The Grain column with Emma Croft

Emma Croft, farm trader at Anderson Grain Marketing Ltd.
Emma Croft, farm trader at Anderson Grain Marketing Ltd.

Following a quiet few days as the trade slowly returned to work last week, normality appears to have resumed this week and the value of old crop UK feed wheat appears to be on the rise.

Old crop feed wheat for spot collection is currently trading in the region of £142/T ex-farm whilst

£145/T is offered for March collection. With Hull’s bio-ethanol plant currently closed for a six-week maintenance period, short-term movement has slowed, hence the premium offered for movement further forward.

As for the milling trade, full specification milling wheat’s are currently valued in the region of £147/T ex-farm for January collection although buyer interest is extremely limited.

Further forward, £150/T for March/April collection would seem realistic if we could find some local buyer demand.

Currently, the only interest is coming from the West (Manchester/Liverpool) and the additional haulage costs are thinning the premiums.

Feed Barley values are unchanged at £120/T ex-farm for spot collection, Old crop OSR values are currently valued in the region of £350.00/T - £355.00/T ex-farm for spot collection. Soya values are unchanged from their pre-Christmas position as the trade awaits news from this year’s South American harvest.

With the soya market unchanged, the recent movement should be largely attributed to currency, notably the weaker pound.

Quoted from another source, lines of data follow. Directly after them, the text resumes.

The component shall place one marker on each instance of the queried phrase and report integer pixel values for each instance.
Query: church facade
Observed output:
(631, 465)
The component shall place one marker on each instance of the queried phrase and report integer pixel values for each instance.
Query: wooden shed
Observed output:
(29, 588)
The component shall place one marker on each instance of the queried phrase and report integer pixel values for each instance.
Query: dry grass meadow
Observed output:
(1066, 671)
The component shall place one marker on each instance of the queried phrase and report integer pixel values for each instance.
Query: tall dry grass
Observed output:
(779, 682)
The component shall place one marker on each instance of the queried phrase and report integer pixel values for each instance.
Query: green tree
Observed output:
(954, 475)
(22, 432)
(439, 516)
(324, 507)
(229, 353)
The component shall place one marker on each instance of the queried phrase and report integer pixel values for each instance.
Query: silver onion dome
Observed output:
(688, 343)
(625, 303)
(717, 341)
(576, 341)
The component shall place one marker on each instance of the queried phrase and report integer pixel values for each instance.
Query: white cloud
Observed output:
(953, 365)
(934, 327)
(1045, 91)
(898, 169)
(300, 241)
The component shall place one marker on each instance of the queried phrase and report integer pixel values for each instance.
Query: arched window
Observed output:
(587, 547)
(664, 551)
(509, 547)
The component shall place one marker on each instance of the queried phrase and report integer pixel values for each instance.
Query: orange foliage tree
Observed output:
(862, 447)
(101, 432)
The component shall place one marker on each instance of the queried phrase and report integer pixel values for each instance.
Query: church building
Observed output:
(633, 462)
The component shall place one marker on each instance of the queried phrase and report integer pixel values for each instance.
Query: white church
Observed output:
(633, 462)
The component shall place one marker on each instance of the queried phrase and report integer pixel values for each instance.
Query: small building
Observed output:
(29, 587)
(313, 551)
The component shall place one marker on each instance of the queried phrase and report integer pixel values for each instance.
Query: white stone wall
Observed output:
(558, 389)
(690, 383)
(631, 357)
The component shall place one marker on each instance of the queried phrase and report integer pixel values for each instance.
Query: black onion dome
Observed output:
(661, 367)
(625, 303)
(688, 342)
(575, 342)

As for new crop values, movement on the November 2017 LIFFE wheat future is slower, but it does appear to be creeping back towards the £140/T mark. Many growers are looking at £135/T ex-farm for harvest collection which could be a realistic mark if the pound continues to weaken.

Alongside ongoing currency fluctuations, various weather issues have also grabbed the market’s attention this week.

According to the latest DATA published by the USDA earlier this week, cold, dry conditions throughout December “has hindered wheat conditions throughout the US Plains”.

Oklahoma is said to be the worst affected state with just 25% of the states crop rated in a “good/excellent” condition; a year ago, 77% of the crop was rated in this category. Conditions in Kansas have also declined with just 44% of its crop now rated in the “good/excellent” category.

As both Oklahoma and Kansas are the top two winter wheat growing states in the US, markets have demonstrated some initial concern regardless of the fact that “there is often little correlation between winter weather patterns and final yields”.

Looking ahead, snow is expected to spread across western areas over the coming days which could prove beneficial – this will be worth monitoring over the next couple of weeks.